Our surveys also use highly innovative methodologies For example, “Families and Employers” is one of very few surveys that cover both households and their members’ employers. The “ChiPRe” survey (Chinese immigrants in the Île-de-France region, encompassing Paris) used a sampling method that had never been tested in France called Network Sampling with Memory, specially adapted to questioning small or difficult-to-reach populations. Moreover, in some cases our questionnaires are available in several languages to adapt to the particular set of respondents. For example, respondents in the “EXPRESS” survey (Prison experiences and post-release social reintegration), could answer in French, English, or Arabic.
INED life and event history surveys use Age-Event questionnaire forms (Ageven) to which new dimensions and themes have been added, the aim being to move beyond collecting strictly individual information and take into account observation and analysis units that are more relevant to the particular research question.
INED surveys are “custom-made,” they are crafted, in the sense they draw on particular know-how and go beyond the standard large survey protocols used in public statistics.
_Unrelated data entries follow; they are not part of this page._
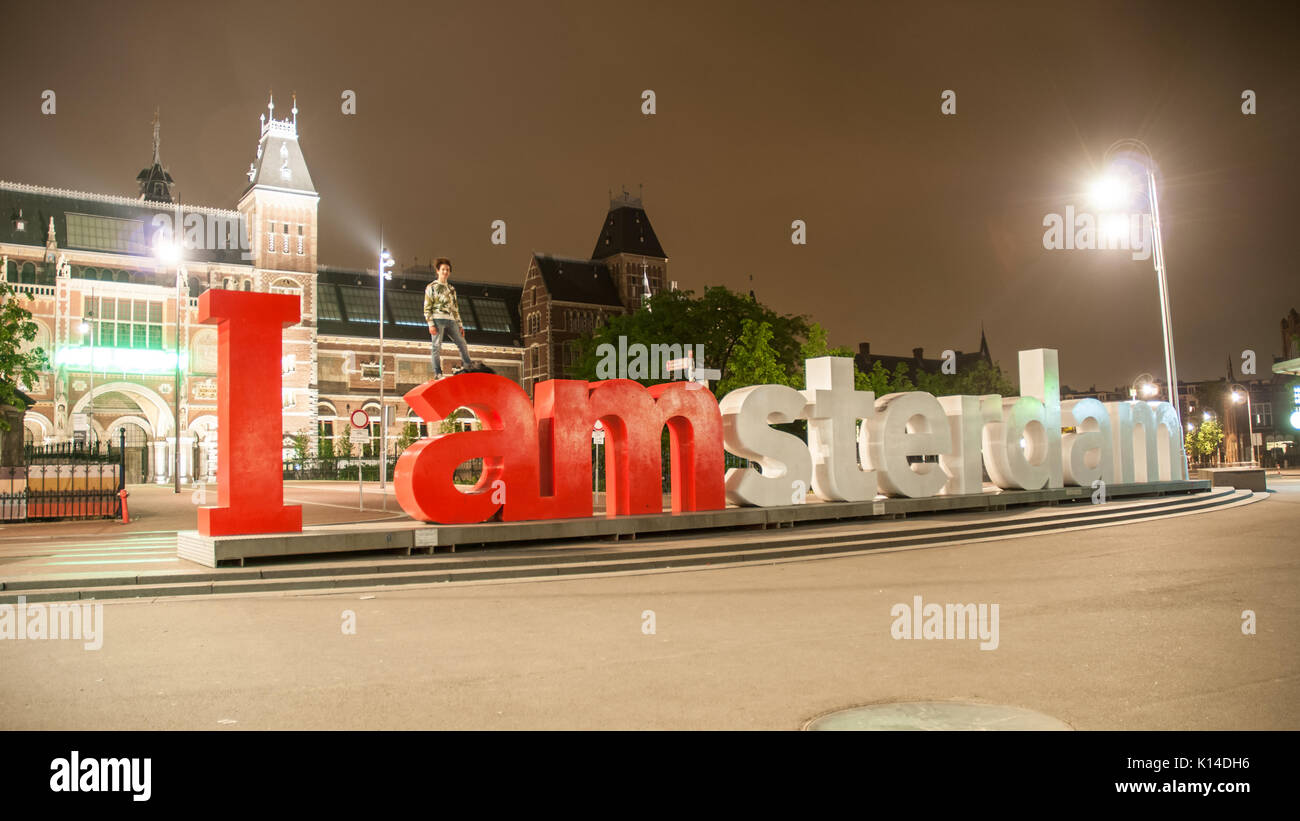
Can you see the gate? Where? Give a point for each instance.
(135, 454)
(65, 481)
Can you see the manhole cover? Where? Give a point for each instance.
(936, 716)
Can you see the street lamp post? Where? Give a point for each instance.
(385, 273)
(87, 326)
(176, 386)
(1157, 259)
(1144, 383)
(169, 252)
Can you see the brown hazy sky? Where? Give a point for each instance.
(921, 226)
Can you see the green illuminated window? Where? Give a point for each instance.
(128, 324)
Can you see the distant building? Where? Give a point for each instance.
(111, 308)
(564, 296)
(917, 363)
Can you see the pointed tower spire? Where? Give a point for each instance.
(156, 185)
(156, 140)
(51, 243)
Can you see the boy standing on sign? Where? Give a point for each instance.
(442, 312)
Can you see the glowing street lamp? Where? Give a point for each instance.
(169, 255)
(1144, 385)
(386, 263)
(1112, 189)
(1239, 395)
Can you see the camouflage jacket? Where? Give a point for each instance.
(440, 303)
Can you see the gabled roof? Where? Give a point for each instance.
(577, 281)
(349, 305)
(627, 230)
(103, 224)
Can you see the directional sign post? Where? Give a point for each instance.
(360, 420)
(598, 441)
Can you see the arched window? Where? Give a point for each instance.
(289, 286)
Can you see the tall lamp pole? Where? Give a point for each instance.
(385, 273)
(1157, 259)
(169, 252)
(1238, 391)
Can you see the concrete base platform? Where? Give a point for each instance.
(416, 537)
(1240, 478)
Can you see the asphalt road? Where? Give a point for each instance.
(1135, 626)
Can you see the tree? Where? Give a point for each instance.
(1205, 439)
(343, 442)
(754, 360)
(20, 368)
(978, 381)
(715, 320)
(882, 382)
(302, 444)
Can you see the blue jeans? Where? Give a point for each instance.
(447, 329)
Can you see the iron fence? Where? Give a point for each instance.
(70, 479)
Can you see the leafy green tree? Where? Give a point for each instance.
(714, 320)
(1205, 439)
(817, 344)
(302, 444)
(17, 365)
(978, 381)
(754, 361)
(882, 381)
(343, 442)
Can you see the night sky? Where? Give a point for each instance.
(921, 226)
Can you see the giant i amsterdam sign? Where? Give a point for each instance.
(537, 455)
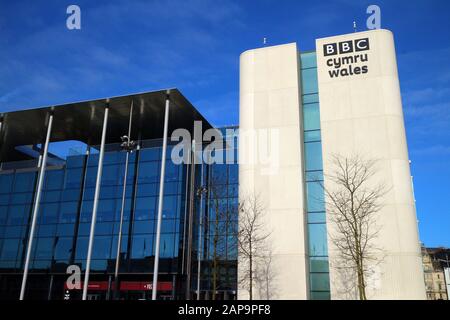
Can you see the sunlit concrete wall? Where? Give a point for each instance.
(270, 102)
(362, 114)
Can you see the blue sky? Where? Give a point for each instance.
(133, 46)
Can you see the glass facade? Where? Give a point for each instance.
(317, 231)
(219, 221)
(64, 220)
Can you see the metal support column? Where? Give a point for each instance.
(201, 190)
(96, 196)
(128, 146)
(161, 199)
(37, 201)
(190, 222)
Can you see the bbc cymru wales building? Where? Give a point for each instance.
(68, 210)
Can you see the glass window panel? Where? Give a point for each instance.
(6, 181)
(102, 247)
(106, 210)
(125, 227)
(171, 187)
(170, 206)
(63, 248)
(75, 161)
(148, 172)
(81, 250)
(317, 240)
(311, 116)
(86, 211)
(317, 295)
(320, 281)
(313, 154)
(4, 199)
(68, 211)
(109, 192)
(218, 173)
(314, 176)
(49, 212)
(126, 212)
(172, 171)
(51, 196)
(104, 228)
(167, 245)
(65, 229)
(47, 230)
(318, 264)
(311, 136)
(3, 214)
(110, 175)
(308, 60)
(73, 178)
(233, 173)
(14, 231)
(310, 98)
(142, 246)
(316, 217)
(70, 195)
(315, 196)
(91, 176)
(41, 264)
(309, 81)
(18, 214)
(123, 246)
(113, 157)
(84, 229)
(150, 154)
(145, 190)
(44, 248)
(24, 182)
(19, 198)
(145, 208)
(54, 179)
(144, 226)
(168, 225)
(9, 250)
(99, 265)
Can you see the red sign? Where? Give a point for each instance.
(126, 286)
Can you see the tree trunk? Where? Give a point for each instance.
(250, 262)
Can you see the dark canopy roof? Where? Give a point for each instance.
(83, 121)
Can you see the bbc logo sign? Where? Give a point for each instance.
(343, 47)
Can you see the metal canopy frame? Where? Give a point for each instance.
(83, 121)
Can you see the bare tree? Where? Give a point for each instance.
(353, 201)
(252, 241)
(219, 223)
(266, 275)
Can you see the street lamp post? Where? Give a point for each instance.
(128, 145)
(200, 191)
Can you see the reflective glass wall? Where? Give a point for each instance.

How has the work of producing surveys evolved and how is it being adapted to new technologies?
Several factors have recently modified survey design: a trend of diminishing survey participation rates, budget constraints, a more complex legal environment, stricter legislation on telephone surveys, and match our data with external administrative data to reduce questionnaire length.
Now that it’s possible to collect data via the internet, and at a time when survey response rates are not as strong due to the increasing difficulty of contacting households by phone, the use of multimode survey protocols has become a strong strategic orientation at INED as in public statistics institutes generally.
By combining several collection methods, we can get the best of each in connection with budget and field study constraints, particular survey subject, and targeted group or population. Since face-to-face and telephone interviews are relatively costly, they’re now reserved for issues, themes, population groups that can only be studied that way.
Although multimode survey protocols offer more ways of contacting respondents, they also complexify survey design and have to be adapted in different ways to ensure result quality. Some of the questions that have to be dealt with are the questionnaire and questionnaire length, protocol and data collection design, and post-collection statistical data-aggregation processes. Moreover, respondents answer differently depending on whether they’re looking at a screen, an interviewer, or talking to an interviewer on the phone. Statistical studies are now underway at INED, and in the world of public statistics at large, to measure the effects of data collection mode on findings.
What are the geographic scales of INED surveys, and can are they evolving toward more international themes?
The diversity of INED research means our surveys are conducted in a vast range of geographic locations: metropolitan France, French overseas departments and territories, disadvantaged neighborhoods, rural areas, and abroad. The Institute opened up to international perspectives and studies quite some time ago: in the 1950s INED was already running a survey in Canada, followed by others in Africa from the 1970s. There is one clear trend, however: an increase in surveys by European research consortiums which produces results that can be compared across European countries or at other European geographic levels.